Northern France’s proximity to major subsea cable landing stations and its grid connectivity to both the UK and continental European networks make it a strategically attractive location for hyperscale and AI-focused tenants. Data4’s confirmation of the 700MW plan signals strong forward demand visibility, likely underpinned by anchor tenant commitments from hyperscalers or frontier AI companies seeking dedicated, sovereign European compute capacity ahead of tightening AI regulatory requirements.

Proposal to Build 640-Acre Data Center in Iron County, Utah Gets the Go-Ahead
A proposal to develop a large-scale data center campus spanning 640 acres in Iron County, Utah has received regulatory approval, clearing the way for what could become one of the most expansive data center land footprints in the Intermountain West. Utah has steadily grown its data center industry over the past decade, offering competitive land and power costs, a stable seismic environment relative to other western states, and a favourable tax incentive framework targeting large capital investment projects.
The sheer scale of the Iron County site — 640 acres — suggests ambitions for a multi-phase hyperscale or AI campus development, potentially designed to accommodate hundreds of megawatts of IT load at full build-out. The approval reflects local government appetite to attract the economic development and employment associated with data center construction, even as some rural and exurban communities elsewhere in the US have pushed back against the power and water demands of large-scale digital infrastructure.

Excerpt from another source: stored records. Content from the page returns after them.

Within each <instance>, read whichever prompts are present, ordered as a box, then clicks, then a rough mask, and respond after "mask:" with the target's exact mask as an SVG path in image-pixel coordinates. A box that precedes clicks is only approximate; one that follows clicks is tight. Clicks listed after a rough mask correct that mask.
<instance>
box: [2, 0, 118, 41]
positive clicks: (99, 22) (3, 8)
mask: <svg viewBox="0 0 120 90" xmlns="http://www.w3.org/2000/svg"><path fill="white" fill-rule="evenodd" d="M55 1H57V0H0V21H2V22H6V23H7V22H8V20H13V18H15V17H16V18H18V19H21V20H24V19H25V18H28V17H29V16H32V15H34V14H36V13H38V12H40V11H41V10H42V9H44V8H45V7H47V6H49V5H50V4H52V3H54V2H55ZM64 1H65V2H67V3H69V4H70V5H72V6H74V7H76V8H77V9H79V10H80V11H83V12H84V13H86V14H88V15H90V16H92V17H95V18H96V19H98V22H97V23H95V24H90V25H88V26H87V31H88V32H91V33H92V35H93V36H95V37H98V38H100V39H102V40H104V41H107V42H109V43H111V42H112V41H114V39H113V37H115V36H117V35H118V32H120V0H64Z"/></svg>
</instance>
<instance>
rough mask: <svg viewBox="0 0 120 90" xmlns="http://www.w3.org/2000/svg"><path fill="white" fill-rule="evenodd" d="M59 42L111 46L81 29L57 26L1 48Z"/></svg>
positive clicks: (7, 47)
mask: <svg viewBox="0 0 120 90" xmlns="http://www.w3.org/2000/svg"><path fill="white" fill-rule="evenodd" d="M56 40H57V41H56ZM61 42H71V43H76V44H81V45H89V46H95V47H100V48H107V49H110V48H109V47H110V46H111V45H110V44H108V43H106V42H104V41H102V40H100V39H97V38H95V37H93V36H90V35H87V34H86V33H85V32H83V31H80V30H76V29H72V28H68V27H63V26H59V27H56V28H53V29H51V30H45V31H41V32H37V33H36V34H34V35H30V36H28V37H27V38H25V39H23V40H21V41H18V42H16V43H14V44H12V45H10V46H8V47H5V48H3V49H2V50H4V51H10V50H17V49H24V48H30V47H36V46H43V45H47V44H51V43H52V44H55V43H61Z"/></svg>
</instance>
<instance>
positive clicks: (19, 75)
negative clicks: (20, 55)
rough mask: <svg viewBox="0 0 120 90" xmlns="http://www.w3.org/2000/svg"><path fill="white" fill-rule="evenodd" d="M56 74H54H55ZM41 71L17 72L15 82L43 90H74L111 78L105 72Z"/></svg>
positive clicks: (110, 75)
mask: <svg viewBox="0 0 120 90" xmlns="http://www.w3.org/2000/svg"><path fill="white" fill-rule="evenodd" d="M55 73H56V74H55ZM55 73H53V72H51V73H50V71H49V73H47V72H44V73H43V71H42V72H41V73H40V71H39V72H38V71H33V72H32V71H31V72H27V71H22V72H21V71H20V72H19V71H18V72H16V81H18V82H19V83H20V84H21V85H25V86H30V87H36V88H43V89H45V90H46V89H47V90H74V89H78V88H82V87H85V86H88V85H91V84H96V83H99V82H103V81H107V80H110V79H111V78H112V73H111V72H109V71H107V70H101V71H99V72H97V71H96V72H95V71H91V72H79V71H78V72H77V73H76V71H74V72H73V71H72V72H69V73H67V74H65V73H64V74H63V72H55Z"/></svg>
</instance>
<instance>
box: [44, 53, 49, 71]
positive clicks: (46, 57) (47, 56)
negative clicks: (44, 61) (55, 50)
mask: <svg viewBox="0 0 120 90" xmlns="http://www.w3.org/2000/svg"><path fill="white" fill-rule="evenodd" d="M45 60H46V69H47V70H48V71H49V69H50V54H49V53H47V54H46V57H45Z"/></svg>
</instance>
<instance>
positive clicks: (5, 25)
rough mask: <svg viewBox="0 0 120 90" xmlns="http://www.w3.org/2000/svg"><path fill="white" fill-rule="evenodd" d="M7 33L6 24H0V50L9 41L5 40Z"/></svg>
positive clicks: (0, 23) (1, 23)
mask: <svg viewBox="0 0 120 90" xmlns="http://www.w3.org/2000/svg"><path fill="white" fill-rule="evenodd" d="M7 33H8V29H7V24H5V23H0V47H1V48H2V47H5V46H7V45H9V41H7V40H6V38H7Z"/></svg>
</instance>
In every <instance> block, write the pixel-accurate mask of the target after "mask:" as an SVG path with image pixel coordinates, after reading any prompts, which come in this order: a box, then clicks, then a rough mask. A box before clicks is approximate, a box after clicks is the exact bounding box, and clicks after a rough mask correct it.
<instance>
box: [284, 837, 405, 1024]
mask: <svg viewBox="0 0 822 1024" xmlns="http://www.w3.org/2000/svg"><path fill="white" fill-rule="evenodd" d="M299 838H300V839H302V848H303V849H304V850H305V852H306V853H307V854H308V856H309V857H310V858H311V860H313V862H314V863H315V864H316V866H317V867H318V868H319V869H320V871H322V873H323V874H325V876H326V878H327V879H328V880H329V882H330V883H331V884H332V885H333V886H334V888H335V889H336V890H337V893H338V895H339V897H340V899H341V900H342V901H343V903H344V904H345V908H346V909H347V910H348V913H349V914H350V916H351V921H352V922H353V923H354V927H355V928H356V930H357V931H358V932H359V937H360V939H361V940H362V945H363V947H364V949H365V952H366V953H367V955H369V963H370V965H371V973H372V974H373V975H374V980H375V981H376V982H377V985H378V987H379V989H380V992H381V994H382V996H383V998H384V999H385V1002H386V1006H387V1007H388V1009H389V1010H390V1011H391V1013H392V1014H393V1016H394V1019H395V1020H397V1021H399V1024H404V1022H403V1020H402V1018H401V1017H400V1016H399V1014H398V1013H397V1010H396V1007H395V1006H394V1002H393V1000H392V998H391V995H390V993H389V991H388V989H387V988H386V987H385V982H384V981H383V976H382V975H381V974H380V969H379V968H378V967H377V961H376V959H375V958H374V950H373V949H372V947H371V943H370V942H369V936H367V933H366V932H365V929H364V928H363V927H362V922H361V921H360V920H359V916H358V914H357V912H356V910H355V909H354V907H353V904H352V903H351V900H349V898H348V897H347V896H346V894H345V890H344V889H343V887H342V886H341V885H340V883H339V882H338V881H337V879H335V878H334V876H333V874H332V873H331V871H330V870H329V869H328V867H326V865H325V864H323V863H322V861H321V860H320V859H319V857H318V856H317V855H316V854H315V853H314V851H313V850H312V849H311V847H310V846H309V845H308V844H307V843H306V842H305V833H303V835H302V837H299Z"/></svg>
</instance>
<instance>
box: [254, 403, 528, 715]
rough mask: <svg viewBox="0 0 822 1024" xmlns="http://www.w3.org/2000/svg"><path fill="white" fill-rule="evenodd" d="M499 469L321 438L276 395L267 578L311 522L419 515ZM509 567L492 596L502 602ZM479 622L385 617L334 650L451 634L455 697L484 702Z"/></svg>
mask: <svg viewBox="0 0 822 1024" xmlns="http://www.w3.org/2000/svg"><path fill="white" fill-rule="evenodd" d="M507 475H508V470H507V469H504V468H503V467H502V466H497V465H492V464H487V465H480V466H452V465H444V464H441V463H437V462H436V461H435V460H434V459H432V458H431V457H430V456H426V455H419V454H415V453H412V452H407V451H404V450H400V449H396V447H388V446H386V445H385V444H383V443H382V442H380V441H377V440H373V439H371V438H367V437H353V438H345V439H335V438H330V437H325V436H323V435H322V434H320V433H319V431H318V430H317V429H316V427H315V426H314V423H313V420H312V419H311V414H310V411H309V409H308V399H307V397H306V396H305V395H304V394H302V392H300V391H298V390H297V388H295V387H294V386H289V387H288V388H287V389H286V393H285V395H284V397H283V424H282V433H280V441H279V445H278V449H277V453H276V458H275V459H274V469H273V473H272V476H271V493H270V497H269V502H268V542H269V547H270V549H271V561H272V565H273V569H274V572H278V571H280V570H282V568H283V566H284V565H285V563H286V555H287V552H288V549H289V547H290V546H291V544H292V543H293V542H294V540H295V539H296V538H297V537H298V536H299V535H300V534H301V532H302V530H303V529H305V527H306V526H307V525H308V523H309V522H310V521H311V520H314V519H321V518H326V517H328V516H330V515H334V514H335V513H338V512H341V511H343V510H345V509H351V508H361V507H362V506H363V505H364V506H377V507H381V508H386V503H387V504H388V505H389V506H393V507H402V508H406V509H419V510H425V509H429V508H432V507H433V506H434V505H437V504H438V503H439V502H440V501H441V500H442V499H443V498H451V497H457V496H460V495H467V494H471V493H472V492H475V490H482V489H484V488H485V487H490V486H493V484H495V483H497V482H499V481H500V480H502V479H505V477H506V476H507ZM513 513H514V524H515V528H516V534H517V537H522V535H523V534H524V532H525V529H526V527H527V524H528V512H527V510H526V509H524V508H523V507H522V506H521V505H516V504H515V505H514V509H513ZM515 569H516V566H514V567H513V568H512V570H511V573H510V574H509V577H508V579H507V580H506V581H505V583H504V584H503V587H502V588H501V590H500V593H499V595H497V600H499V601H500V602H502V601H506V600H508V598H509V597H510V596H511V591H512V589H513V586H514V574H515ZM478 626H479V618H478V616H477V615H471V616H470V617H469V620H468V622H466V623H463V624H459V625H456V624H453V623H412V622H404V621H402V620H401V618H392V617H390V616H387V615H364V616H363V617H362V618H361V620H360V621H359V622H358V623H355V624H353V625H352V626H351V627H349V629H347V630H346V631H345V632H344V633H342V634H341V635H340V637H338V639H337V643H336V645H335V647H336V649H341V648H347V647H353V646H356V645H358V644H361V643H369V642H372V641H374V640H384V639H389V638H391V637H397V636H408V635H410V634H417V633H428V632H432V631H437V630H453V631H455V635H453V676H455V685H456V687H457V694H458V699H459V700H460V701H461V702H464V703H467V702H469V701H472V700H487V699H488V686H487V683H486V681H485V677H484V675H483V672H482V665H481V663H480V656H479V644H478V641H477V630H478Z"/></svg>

Google Commits $1.5 Billion to Alabama Data Centre Expansion
Google has committed $1.5 billion to expand its data center footprint in Alabama, marking a substantial deepening of the company’s investment in the American Southeast and reaffirming the region’s growing strategic importance in the broader US hyperscale geography. Alabama offers a compelling combination of low electricity costs, available land, and state-level incentive programmes that have increasingly attracted major technology infrastructure investment over recent years.
The investment is part of Google’s wider multi-billion dollar US data center expansion programme, which has accelerated significantly in response to AI-driven compute demand and the Biden and Trump administrations’ emphasis on domestic technology infrastructure. For Alabama, the commitment represents a significant economic development win, with data center projects of this scale typically generating hundreds of construction jobs and long-term operational employment, as well as substantial tax revenue contributions to host communities.